Active contours are a popular approach for object segmentation that uses an energy minimizing spline to extract an objects boundary. Non-parametric approaches can be computationally complex while parametric approaches can be impacted by parameter sensitivity. A decoupled active contour (DAC) overcomes these problems by decoupling the external and internal energies and optimizing them separately. However a drawback of this approach is its reliance on the edge gradient as the external energy. This can lead to poor convergence toward the object boundary in the presence of weak object and strong background edges. To overcome these issues with convergence, a novel approach is proposed that takes advantage of a sparse texture model which explicitly considers texture for boundary detection. The approach then defines the external energy as a weighted combination of textural and structural variation maps and feeds it into a multi-functional hidden Markov model for more robust object boundary detection. The enhanced decoupled active contour (EDAC) is qualitatively and visually analyzed on two natural image datasets as well as Brodatz images. The results demonstrate that EDAC selectively combines texture and structural information to extract the object boundary without impact on computation time and a reliance on color.

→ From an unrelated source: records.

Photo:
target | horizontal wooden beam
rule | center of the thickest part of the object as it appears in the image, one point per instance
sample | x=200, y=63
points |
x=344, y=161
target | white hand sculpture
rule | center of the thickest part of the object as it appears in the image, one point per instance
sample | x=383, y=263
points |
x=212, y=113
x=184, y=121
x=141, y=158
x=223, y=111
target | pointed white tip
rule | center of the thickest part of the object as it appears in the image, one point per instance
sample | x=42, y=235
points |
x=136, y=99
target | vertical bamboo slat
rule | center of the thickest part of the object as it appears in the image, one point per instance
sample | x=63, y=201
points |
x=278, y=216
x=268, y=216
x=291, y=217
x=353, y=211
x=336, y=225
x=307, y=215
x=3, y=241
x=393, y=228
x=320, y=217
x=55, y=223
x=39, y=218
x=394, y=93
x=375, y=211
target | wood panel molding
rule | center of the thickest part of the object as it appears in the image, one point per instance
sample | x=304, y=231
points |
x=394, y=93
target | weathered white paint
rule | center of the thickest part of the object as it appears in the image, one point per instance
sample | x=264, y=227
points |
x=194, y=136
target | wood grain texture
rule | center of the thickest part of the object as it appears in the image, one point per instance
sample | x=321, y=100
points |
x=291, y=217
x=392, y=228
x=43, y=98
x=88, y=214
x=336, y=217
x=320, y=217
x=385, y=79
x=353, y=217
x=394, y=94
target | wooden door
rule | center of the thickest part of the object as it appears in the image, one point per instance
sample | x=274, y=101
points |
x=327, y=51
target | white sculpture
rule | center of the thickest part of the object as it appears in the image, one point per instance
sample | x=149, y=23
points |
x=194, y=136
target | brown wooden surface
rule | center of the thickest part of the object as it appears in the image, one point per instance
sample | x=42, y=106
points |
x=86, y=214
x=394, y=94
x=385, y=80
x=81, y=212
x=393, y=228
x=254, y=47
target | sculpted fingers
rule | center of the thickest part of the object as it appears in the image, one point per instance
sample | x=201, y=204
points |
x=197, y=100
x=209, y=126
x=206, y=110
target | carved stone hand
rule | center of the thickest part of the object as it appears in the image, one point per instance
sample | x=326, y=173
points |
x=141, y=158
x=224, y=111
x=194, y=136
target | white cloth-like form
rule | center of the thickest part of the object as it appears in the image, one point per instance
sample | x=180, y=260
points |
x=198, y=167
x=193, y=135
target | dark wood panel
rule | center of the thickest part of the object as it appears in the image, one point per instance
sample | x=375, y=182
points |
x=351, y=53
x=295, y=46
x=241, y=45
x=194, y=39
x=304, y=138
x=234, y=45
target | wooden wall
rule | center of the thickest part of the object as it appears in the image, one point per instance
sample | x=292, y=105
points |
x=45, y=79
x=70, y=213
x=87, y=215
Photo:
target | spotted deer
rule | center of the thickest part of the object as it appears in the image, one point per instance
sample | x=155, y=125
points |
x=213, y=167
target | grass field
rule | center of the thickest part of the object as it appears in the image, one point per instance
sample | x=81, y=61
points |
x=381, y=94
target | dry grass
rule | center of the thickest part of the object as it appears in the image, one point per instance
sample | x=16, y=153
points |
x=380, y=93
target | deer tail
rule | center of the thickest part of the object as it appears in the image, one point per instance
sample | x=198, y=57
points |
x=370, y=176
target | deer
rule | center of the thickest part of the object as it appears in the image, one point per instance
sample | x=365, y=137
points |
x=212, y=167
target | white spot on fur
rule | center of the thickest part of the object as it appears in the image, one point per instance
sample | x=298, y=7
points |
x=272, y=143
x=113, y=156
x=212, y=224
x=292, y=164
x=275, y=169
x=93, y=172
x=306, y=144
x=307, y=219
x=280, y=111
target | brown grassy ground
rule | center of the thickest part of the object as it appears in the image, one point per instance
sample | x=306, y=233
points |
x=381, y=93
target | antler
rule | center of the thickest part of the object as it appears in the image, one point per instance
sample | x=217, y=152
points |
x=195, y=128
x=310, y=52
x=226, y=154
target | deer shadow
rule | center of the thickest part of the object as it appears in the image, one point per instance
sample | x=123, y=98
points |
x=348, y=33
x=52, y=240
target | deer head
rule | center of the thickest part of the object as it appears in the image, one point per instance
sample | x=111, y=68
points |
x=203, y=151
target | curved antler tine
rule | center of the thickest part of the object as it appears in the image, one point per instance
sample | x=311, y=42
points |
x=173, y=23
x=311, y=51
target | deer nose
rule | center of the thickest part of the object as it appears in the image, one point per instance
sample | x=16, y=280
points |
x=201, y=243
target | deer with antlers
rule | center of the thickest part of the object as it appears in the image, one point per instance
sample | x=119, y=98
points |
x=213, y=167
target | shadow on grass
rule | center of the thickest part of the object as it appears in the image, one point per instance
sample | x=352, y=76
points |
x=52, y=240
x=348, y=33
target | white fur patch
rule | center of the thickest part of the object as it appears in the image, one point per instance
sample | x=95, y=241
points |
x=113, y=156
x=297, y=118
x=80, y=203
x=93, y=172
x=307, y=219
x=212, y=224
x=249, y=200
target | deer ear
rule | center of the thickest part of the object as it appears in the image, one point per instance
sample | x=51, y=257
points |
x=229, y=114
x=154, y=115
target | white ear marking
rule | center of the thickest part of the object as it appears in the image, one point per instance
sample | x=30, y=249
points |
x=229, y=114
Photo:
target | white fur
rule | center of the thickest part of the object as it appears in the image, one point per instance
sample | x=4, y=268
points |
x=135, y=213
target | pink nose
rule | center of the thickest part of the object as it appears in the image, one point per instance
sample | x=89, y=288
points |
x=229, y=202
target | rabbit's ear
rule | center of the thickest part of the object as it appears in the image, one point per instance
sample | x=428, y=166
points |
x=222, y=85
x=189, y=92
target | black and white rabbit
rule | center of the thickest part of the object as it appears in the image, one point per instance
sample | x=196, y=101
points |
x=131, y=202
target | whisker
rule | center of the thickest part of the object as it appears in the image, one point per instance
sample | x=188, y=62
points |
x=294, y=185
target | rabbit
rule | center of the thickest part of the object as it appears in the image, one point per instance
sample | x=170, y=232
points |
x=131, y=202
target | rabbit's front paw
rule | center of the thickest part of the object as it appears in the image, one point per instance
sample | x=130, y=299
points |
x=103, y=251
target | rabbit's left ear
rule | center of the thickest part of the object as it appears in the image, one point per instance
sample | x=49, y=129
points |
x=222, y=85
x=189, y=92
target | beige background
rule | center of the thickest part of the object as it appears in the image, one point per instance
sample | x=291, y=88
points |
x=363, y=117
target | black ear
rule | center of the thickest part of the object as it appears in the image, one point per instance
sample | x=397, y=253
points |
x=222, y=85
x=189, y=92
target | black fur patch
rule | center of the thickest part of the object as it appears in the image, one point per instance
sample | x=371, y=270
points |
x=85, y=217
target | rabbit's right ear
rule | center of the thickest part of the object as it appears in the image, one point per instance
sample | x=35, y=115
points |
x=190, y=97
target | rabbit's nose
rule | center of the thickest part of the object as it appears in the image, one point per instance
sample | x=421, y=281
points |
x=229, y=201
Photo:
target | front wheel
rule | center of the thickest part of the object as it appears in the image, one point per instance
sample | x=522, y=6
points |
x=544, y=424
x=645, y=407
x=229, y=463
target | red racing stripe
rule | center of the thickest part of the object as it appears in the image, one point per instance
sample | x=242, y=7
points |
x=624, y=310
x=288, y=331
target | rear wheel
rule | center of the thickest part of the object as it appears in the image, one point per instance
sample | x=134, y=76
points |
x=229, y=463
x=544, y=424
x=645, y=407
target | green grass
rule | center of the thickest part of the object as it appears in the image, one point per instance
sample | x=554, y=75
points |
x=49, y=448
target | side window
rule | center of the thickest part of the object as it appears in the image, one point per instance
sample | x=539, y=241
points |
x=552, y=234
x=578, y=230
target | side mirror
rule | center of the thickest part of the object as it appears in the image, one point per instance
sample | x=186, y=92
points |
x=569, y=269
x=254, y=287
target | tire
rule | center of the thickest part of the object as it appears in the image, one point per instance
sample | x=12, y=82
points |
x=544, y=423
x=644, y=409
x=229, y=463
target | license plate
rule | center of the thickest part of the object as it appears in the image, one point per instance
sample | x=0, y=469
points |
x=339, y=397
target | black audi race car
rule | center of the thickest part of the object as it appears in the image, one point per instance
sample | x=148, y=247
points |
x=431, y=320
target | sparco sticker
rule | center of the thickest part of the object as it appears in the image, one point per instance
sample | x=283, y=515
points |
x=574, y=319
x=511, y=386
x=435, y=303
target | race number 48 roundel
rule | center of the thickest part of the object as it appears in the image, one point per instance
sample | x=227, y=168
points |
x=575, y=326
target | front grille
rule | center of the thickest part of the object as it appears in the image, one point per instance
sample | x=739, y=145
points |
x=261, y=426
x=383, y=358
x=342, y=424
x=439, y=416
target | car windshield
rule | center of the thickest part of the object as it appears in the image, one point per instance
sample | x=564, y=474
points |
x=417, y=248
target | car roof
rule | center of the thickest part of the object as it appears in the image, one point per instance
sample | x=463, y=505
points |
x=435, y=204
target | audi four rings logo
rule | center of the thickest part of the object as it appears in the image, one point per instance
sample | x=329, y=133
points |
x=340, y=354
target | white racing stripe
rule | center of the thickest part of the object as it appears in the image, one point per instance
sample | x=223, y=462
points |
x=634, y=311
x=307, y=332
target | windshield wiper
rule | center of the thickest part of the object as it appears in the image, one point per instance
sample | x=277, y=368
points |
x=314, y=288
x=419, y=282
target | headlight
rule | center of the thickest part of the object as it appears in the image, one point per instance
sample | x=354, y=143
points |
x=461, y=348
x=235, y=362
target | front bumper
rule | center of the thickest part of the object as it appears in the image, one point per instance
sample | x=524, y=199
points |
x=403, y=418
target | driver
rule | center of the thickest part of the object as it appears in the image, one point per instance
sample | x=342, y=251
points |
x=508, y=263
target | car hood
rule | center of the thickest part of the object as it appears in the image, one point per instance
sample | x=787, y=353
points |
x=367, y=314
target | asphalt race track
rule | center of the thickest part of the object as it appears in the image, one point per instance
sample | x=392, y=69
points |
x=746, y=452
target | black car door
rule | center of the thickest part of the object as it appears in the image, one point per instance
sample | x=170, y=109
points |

Illustration of the architecture for the EDAC approach: The multi-functional variation map of the source image is derived using a weighted combination of the textural and structural variation maps, where the textural variation map is determined using the sparse texture model. This map is used to formulate the active contour by optimizing the external and internal energies to result in the segmented image.
From left to right: Source image, sparse texture model, external energy, snake and ground truth are shown for two examples where structural and textural variations enable effective active contour segmentation.